Merhum Necip Fazıl’ı, Kırklareli’ne konferansa çağırmıştık. O zaman orada vaizdim.

Kendisine talebelik yapanlarla gelmişti. Onu arabasına koyup getiren arkadaş, daha ziyade Nur’lardan istifade etmiş, Bediüzzaman Hz.’ne saygı duyan bir arkadaştı. Gelirken, Onun hali, tavırları, davranışları da Üstad Necip Fazıl’a tesir etmiş. Ondan takdirle bahsetti orada. Akşam bir yemekte de beraber bulunduk. Güzel şeyler konuşuldu. Ben saygımı ifade ettim. Necip Fazıl bana dedi ki: -ben bunu kemal-i samimiyetle itiraf ediyorum-

“Bediüzzaman, Sultanahmet’in mimarı gibi büyük bir adamdır. Bu büyük insanın büyük düşünceleri var. Fakat köprünün altında, dubalarda yaşayan insanlar var. Bunlar Bediüzzaman’ı, bu büyük mimarın sözlerini anlamazlar. Bana müsaade edilse de, o dubalarda yaşayan insanların diline göre onu sadeleştirsem.”

Ben burada Necip Fazıl’ın tevazuunu ve mahviyetini görüyorum. Ona, kendi tabirimle “Üstadım, bu mesele beni aşar. O büyük zata birinci safta hizmet etmiş, kitaplarını yazmış, istinsah etmiş (kopyalamış), basmış, dağıtmış insanlar vardır. Bu mevzuda söz onlarındır. Bana sadece elçilik düşer. Bu elçiliği yaparım.” dedim. Çok yumuşamıştı. Hatta Büyük Doğu’nun, üstüste iki sayısında yazmıştı. Bu yazıları bizim arkadaşlarımız sorguladılar. Üstad için ölebilecek çok vefalı birisi sorguladı.

Hoşlanmadı yani.

Hoşlanmadı. Sonra bizim rahmetli Bekir Berk Bey geldi. Necip Fazıl’ı kastederek

bana dedi ki, “Keçeli ne yaptınız, adamı fethetmişsiniz? Sen kitap vaat etmişsin ona. Külliyatı verecekmişsiniz. Gel ver.” Ben de İstanbul’a kitapları vermeye gittim. O gün evinde, beraber yemek yediğimiz arkadaş da vardı. Fakat bizim gibi düşünmeyen, benim de hatırını kıramayacağım birisi beni çağırdı. Oldukça ciddi itap etti. “Bu kitaplar böyle isteyene uluorta verilmez. O kim oluyor sadeleştirecek?” dedi. Ben de haşlandım arada. Sonra Bekir Berk’e, “Abi beni mahvettin. Söz verdim bu işi yapmaya. Buraya geldim, hışma uğradım.” dedim.

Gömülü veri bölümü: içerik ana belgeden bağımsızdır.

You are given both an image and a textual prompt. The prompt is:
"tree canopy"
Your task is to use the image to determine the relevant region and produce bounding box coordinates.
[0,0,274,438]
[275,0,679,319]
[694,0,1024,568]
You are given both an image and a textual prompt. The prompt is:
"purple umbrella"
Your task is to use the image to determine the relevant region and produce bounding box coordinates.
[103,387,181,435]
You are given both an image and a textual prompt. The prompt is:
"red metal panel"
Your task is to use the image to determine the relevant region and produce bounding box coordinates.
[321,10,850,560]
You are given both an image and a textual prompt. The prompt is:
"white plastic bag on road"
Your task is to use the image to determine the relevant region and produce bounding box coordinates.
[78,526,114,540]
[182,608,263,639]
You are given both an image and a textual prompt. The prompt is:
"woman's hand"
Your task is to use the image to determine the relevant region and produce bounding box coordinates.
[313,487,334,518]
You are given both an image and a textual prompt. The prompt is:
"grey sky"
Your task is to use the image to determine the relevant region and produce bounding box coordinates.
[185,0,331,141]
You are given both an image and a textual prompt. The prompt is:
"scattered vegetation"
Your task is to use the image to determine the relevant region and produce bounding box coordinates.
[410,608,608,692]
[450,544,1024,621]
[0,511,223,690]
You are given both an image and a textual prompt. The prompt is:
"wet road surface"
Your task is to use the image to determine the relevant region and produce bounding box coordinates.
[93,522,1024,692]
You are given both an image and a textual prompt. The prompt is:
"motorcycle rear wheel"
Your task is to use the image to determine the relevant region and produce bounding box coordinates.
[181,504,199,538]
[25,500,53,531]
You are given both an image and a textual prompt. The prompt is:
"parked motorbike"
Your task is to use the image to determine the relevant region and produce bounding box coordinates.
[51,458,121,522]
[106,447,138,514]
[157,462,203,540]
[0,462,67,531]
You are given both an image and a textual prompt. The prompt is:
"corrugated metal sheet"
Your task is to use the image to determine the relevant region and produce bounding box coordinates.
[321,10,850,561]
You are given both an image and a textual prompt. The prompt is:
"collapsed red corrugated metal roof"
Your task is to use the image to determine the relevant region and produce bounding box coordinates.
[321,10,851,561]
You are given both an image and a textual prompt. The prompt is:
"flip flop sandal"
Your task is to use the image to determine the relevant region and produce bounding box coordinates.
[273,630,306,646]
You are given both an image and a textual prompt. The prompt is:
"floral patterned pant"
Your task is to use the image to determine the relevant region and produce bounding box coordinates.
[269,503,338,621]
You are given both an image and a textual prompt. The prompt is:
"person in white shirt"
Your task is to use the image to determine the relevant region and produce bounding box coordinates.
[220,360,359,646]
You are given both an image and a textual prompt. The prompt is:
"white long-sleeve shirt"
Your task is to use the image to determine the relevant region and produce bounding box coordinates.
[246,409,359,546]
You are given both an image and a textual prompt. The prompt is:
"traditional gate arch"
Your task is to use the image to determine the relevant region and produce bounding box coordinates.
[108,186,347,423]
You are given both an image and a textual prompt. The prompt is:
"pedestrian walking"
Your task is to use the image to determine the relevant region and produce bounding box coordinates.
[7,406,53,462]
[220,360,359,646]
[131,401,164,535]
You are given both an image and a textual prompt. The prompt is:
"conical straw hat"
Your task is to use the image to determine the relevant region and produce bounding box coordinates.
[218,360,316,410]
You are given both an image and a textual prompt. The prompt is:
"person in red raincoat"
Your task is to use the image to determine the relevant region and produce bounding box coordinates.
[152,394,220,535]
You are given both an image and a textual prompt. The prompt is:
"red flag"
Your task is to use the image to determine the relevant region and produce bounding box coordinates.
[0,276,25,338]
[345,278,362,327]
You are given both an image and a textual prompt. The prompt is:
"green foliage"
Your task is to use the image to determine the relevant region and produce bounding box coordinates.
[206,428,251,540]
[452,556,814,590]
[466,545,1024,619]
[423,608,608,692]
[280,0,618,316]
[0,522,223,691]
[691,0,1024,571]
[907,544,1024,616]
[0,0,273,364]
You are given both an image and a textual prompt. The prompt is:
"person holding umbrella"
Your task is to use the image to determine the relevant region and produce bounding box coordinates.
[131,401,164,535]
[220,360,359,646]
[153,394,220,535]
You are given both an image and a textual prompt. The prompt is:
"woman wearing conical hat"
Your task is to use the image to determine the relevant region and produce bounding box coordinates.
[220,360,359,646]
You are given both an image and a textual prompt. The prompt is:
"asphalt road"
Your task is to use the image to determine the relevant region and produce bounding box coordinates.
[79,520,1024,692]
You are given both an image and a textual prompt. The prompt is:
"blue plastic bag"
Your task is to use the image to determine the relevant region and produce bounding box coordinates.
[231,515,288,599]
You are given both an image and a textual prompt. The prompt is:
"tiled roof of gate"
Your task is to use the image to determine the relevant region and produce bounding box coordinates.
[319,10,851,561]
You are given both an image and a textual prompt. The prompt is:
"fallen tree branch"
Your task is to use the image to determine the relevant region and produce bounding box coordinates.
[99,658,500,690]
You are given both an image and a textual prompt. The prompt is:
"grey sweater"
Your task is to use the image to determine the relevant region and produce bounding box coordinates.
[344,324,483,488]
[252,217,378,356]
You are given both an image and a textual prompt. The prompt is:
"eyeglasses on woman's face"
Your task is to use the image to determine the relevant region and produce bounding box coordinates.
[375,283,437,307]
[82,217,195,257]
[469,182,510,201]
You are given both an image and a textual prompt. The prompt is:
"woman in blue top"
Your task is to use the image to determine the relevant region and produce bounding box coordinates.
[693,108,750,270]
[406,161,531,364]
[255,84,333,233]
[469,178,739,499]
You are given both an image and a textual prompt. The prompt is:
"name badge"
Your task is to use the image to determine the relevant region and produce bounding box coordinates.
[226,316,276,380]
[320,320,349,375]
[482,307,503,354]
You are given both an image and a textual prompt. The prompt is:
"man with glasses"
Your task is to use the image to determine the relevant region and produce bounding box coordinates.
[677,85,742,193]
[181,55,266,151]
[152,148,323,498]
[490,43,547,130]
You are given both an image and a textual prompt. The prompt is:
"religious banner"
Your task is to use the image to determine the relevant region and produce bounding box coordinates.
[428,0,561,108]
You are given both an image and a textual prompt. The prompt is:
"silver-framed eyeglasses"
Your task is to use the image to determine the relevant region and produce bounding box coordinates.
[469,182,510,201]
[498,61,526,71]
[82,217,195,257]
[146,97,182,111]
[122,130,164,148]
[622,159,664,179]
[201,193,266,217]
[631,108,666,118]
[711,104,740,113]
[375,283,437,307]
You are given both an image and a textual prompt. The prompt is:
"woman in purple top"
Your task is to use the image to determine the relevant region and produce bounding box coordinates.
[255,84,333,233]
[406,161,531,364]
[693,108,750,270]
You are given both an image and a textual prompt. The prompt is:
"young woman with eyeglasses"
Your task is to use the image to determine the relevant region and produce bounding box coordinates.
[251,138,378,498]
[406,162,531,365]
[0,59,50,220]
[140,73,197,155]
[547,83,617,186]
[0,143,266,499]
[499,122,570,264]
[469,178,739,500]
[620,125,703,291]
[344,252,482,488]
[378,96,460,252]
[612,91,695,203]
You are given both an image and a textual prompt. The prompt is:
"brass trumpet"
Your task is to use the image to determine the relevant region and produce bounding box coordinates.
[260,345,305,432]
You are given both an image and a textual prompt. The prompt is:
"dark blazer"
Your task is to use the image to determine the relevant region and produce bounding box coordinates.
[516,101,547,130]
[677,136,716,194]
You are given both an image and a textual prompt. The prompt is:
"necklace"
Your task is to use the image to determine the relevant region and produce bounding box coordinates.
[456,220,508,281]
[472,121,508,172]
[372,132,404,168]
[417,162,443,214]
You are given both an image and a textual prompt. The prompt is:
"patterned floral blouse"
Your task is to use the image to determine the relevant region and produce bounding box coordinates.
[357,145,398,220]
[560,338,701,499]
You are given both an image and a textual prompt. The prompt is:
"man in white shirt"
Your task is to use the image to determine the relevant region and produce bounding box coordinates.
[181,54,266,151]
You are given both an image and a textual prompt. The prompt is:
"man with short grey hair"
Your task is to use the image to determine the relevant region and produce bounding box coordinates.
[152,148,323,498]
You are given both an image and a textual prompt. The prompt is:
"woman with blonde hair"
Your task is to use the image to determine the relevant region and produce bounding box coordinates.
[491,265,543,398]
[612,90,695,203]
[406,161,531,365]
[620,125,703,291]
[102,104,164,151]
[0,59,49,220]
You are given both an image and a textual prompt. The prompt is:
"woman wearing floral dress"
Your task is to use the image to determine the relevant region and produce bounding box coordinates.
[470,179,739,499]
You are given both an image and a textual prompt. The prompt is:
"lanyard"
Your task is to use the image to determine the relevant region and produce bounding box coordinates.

O da “Kardeşim bizim aklımız her şeye ermez. Onlar bilirler.” dedi. Bu sözleri söyleyen kişiye onun da saygısı vardır. Öyle geçiştirdi meseleyi.

Çok dar görüşlülük. Öyle değil mi?

Ben artık vefat etmiş, çok önemli hizmetler etmiş o zat hakkında öyle düşünmek

istemiyorum. Fakat keşke öyle olmasaydı. Necip Fazıl gibi belli kredisi olan bir insan tarafından onun kendisine has üslubuyla, kendisini sevenlerle olabilirdi o gün. Geç kalındı…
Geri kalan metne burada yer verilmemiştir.